Typologisch handelt es sich bei allen Nachschlagewerken um einbändige
Handlexika, in denen zusätzlich zu einer Übersetzung des medizinischen
Fachwortes[2] die mit diesen Begriffen verbundenen Sachverhalte kurz
dargestellt werden, wobei alle Teildisziplinen der Medizin aufgenommen
sind. Jedoch bedingen verschiedene Zweckbestimmungen z.T. große
Unterschiede in der Begriffsauswahl sowie in Darstellungsweise und
-tiefe: Pschyrembel bietet Ärzten und Medizinstudenten in kompakter
Form aber für ein Wörterbuch unüblich ausführlich - quasi in der Art
eines Repetitoriums - vor allem für Diagnose und Therapie von
Krankheiten medizinische Fakten sowie Hinweise an. Daneben sind das
Zetkin/Schaldach und das Roche-Lexikon Medizin als wissenschaftliche
Fachlexika ohne derartigen Praxisbezug einzusetzen. Das Lexikon der
Gesundheit wendet sich im Gegensatz zu den zuvor genannten als
medizinisches Fachwörterbuch an den 'ungebildeten Laien' mit
Begriffserklärungen sowie Ratschlägen ohne fachsprachlichen Jargon.
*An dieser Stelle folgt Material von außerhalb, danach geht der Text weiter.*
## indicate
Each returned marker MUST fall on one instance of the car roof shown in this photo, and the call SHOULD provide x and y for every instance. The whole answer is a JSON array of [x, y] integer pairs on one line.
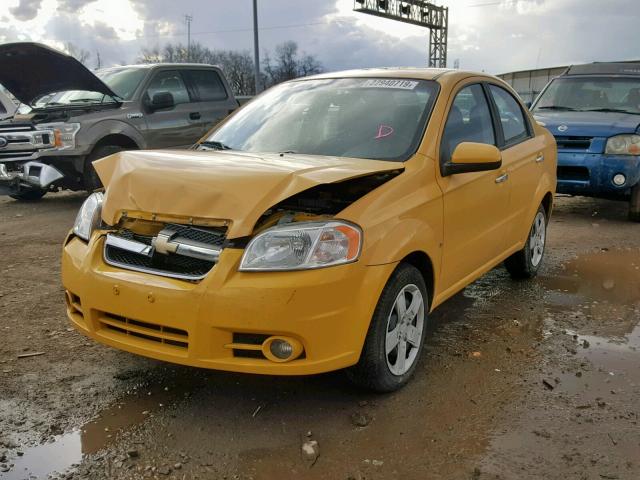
[[441, 75]]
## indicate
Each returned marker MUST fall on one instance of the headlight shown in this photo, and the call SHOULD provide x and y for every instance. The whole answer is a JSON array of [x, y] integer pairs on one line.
[[88, 217], [64, 134], [623, 145], [303, 246]]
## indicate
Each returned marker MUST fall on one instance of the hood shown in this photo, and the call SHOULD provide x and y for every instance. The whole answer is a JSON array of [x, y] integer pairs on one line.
[[588, 124], [233, 186], [30, 70]]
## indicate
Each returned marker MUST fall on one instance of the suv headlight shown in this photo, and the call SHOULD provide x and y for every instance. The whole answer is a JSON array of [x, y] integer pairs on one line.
[[64, 134], [623, 145], [88, 217], [303, 246]]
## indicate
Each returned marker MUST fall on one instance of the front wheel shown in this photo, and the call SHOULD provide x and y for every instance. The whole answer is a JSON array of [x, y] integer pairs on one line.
[[526, 262], [634, 204], [395, 338]]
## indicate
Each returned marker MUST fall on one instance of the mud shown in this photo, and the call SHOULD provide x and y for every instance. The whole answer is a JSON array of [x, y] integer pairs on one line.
[[525, 380]]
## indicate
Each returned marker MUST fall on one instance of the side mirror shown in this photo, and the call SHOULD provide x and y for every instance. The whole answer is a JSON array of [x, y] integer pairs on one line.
[[162, 100], [473, 157]]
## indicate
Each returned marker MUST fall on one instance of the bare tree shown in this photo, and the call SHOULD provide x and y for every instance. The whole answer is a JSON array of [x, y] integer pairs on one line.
[[238, 66]]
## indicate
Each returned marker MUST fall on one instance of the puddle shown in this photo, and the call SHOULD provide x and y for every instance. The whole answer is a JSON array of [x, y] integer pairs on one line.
[[67, 450], [603, 288]]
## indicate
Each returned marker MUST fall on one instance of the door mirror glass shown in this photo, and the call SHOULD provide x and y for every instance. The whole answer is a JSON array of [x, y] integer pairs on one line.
[[162, 100], [473, 157]]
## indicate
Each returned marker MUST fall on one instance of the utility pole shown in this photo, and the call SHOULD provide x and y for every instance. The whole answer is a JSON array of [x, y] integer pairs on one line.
[[188, 19], [256, 47]]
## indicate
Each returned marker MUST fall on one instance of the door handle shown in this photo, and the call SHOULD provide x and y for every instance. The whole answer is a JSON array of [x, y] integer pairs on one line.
[[502, 178]]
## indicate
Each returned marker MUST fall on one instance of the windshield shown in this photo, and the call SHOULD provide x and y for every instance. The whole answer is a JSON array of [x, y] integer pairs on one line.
[[591, 94], [347, 117], [123, 82]]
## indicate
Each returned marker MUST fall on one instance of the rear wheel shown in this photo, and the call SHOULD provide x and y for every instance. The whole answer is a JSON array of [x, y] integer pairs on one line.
[[32, 195], [526, 262], [90, 176], [394, 342], [634, 204]]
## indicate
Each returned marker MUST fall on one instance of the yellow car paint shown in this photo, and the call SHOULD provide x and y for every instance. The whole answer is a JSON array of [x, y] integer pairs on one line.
[[455, 228]]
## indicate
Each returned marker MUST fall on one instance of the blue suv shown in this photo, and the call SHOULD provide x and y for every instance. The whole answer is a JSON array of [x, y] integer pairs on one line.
[[594, 113]]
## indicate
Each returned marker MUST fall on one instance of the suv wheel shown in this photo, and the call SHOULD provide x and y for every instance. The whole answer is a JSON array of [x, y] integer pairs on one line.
[[634, 204], [29, 195], [90, 176], [526, 262], [395, 339]]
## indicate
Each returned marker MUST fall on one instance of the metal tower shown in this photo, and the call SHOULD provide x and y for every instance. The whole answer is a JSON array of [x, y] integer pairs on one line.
[[417, 12]]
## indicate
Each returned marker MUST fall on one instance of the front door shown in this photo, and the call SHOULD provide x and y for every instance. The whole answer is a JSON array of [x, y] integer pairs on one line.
[[475, 204], [175, 126]]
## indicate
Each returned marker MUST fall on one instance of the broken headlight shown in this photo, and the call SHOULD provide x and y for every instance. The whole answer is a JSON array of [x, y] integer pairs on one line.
[[623, 145], [88, 217], [64, 134], [303, 246]]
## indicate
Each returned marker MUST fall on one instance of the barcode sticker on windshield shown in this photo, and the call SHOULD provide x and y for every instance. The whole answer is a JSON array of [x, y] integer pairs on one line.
[[387, 83]]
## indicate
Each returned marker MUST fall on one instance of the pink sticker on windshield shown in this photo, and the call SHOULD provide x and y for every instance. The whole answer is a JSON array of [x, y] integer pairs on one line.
[[384, 131]]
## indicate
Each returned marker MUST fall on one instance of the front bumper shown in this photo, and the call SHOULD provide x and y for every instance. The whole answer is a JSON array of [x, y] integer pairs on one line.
[[591, 174], [327, 310]]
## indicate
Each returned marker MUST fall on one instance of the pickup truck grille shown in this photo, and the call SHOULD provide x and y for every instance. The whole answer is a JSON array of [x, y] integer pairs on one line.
[[573, 143], [173, 264]]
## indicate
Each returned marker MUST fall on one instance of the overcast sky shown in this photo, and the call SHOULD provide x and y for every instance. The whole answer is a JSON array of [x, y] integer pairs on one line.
[[488, 35]]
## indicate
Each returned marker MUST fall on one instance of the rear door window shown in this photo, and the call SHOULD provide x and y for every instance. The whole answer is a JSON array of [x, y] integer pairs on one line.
[[514, 125], [207, 84], [169, 81]]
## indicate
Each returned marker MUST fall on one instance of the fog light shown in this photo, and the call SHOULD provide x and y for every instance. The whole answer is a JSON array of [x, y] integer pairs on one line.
[[619, 179], [282, 349]]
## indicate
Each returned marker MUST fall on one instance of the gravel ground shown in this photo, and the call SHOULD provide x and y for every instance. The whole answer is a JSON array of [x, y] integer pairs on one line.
[[520, 380]]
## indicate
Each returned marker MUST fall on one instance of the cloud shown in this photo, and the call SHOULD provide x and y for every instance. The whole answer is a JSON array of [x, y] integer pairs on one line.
[[491, 35], [26, 9]]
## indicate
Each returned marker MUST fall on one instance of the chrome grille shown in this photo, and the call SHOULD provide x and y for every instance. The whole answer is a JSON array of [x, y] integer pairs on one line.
[[172, 265]]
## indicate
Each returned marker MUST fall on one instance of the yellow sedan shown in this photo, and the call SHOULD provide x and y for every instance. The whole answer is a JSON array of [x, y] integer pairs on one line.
[[316, 227]]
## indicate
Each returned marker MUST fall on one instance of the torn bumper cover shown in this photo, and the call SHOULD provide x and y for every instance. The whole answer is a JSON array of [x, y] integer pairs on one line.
[[34, 175]]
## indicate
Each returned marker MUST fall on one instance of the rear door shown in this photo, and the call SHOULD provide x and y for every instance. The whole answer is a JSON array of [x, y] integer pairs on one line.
[[175, 126], [213, 100], [522, 158]]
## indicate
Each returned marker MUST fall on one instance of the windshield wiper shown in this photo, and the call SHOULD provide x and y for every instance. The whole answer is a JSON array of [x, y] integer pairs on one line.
[[612, 110], [557, 107], [215, 145]]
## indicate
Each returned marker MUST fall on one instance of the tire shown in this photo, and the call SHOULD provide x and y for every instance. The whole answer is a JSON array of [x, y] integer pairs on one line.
[[32, 195], [379, 368], [634, 204], [90, 177], [525, 263]]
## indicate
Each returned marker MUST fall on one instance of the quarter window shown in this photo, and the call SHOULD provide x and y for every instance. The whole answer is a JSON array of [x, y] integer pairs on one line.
[[469, 121], [169, 81], [514, 126], [208, 85]]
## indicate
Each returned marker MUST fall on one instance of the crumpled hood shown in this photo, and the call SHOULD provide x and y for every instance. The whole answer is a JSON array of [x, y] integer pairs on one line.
[[30, 70], [233, 186], [588, 124]]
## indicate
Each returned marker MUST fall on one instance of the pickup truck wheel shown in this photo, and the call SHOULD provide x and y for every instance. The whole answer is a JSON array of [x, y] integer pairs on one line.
[[526, 262], [29, 195], [90, 176], [395, 338], [634, 204]]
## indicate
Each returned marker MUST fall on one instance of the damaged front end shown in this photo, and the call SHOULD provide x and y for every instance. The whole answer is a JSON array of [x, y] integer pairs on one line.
[[27, 177]]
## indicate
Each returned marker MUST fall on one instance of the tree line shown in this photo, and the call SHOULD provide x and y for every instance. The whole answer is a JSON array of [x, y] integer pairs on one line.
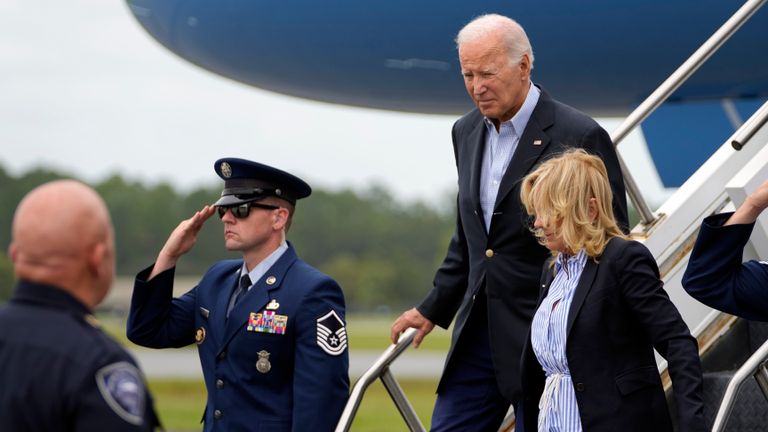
[[383, 252]]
Die Zielgruppe(n) des Hexal-Taschenlexikons Medizin bzw. des
Wörterbuch der Medizin in der Bearbeitung von Boss sind nicht klar zu
erkennen.
Pschyrembel weist bereits durch seinen Titel darauf hin, daß bevorzugt
klinik- und praxisrelevante Aspekte im Fachgebiet Medizin behandelt
werden. Seit der 2. Aufl. von 1901 führt das 1894 erstmals von Otto
Dornblüth[3] herausgegebene Wörterbuch den einschränkenden Zusatz
"klinisch" im Titel.
Zielgruppen sind primär Ärzte und Studenten der Medizin. Die Auswahl
der Stichwörter, der Aufbau der Einträge und nicht zuletzt die
komplexe sprachliche Darstellung der Themen orientieren sich an
geschulten, praxisorientierten Lesern im Arztberuf.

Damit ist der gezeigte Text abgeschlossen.